I have a blown pump and valve block on my AR. I am going to make the switch to either a 2Bennett or Arnott conversion kit. Just thought I would put it out there and see what people think. What is the better set up? I heard from some that they think the coil-overs of the 2Bennett deliver too harsh of a ride. Anyone care to chime in?


----------



## alipor (Aug 29, 2003)

a4convert said:


> I have a blown pump and valve block on my AR. I am going to make the switch to either a 2Bennett or Arnott conversion kit. Just thought I would put it out there and see what people think.
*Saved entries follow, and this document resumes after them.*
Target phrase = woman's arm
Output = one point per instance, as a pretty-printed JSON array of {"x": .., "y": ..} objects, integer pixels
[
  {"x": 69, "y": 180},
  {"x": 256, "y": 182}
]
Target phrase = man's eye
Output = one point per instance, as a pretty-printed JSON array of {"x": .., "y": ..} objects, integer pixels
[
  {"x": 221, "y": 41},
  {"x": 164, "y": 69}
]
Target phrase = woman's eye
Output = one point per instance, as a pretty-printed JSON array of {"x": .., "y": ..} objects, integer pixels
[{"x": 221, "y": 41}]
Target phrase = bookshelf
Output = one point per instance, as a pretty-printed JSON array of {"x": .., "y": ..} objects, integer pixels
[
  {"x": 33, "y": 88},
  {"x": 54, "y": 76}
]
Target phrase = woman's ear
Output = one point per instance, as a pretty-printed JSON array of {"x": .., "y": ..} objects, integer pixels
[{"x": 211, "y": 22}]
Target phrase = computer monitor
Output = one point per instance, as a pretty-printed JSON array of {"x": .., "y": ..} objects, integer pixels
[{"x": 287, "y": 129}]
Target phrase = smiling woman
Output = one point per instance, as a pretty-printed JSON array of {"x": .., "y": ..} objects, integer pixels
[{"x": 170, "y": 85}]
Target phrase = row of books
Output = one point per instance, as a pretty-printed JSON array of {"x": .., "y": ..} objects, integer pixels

What is the better set up? I heard from some that they think the coil-overs of the 2Bennett deliver too harsh of a ride. Anyone care to chime in?


The 2Bennett is adjustable, the Arnott are not. From what some have said, the 2bennett you can have them tailor them to the ride you want, however some had said even on the softest they are harsh. There is a group buy going on for 20% off everything at arnott the 20-22nd. For the price of the 2bennentt you could do a full Gen 2 and bilstein conversion. and the MB pump.


----------



## uDubbinYet (Jul 22, 2009)

i have 2 bennet and there nice alot of miles on it and the ride is still good it is a good way to go either way i think but just letting you know 2 bennet :thumbup:


----------



## a4convert (Jul 7, 2006)

*Going with the 2Bennett*

Thanks all. I decided to go with the 2Bennett. Now I'm just waiting for the setup to come in and install. Can't wait.


----------



## uDubbinYet (Jul 22, 2009)

:thumbup: dumpit!


----------



## searlest (Mar 24, 2008)

*Arnott group buy ?*

Hello where can I get the best deal on the arnott coilovers for my all road? 

Anymore group buys coming up ?


----------



## Incrementalg (Oct 14, 2008)

Arnott used to have an Amazon store. Bought my air springs via their store for a few bucks cheaper than their site.


----------



## awdjunkies (Nov 8, 2006)

Incrementalg said:


> Arnott used to have an Amazon store. Bought my air springs via their store for a few bucks cheaper than their site.


You can also source their air springs, plus their C/O on eBay for a little cheaper. :thumbup:


----------



## VWVIDA (Apr 18, 2009)

*Air Shocks*

Hopefully this post isn't too old bring back to life.

I would like to keep my air suspension and I have purchased the bladders from Arnot.

I cannot find any threads on how long the actual mechanical shock part of the system typically last.:screwy:

I have an '01 with 80K miles. Would it be typical for these shocks to be worn out? Would it be typical to replace them at the same time as I replace the bladders?

Any cheaper brands out there than Arnot?

BTW, I love the air supsension system up here in Alaska. Its one of the primary advantages of the allroad in mountains or snow.

Thanks all.


----------